As a fundamental right, adequate housing for every citizen is the bare minimum a population can ask of their government. With the current rates of urban growth, cities have been unable to meet the housing needs of their people, leading families no option but to construct informal housing using whatever materials are available. Built upon one another and sprawling around and within cities, these informal homes become the defining element of slums. 

Despite governments’ attempts to meet the consistently growing demand for housing, the poorest of the poor are often left to fend for themselves. Faced with this fundamental challenge, urban poor federations work to profile, map and capture the reality of housing in their communities. With a better vision of each structure and its location in the settlement, slum dwellers are better able to decide and plan how to address the housing situation in the community that meets the needs of each member of the population. These community-designed initiatives have resulted in re-blocking initiatives, incremental building and innovative housing designs that not only follow strict building restrictions and laws upheld by many city governments but also provide better living conditions for urban poor families living in slums. 

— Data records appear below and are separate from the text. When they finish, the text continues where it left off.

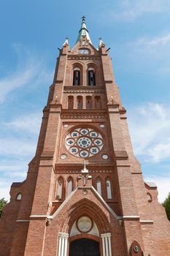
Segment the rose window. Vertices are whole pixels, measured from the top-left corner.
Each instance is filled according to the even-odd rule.
[[[78,157],[90,157],[98,154],[104,146],[101,135],[91,128],[76,128],[65,140],[66,149]]]

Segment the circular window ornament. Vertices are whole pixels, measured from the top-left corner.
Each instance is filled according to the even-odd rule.
[[[103,158],[103,159],[108,159],[109,156],[107,154],[102,154],[102,158]]]
[[[137,245],[136,245],[135,246],[134,246],[134,252],[139,252],[139,246],[137,246]]]
[[[61,159],[66,159],[66,154],[62,154],[61,155]]]
[[[65,146],[74,156],[87,158],[101,151],[104,147],[104,138],[95,129],[77,127],[66,135]]]
[[[88,217],[82,216],[77,220],[77,226],[80,232],[88,233],[92,229],[93,222]]]

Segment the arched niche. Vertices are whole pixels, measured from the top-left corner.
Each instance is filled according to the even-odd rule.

With over 60,000 houses built and 3,000 dwelling units improved, slum dweller federations across the SDI network are actively addressing the housing problems of the urban poor and the problems of densification in slum settlements which their governments have struggled to address for years. These achievements have not gone unnoticed by individuals in the formal sector, and have facilitated the opening of dialogues between federations, their local authorities and other key stakeholders around the inclusion of community-run approaches to housing, city planning, urban development policy.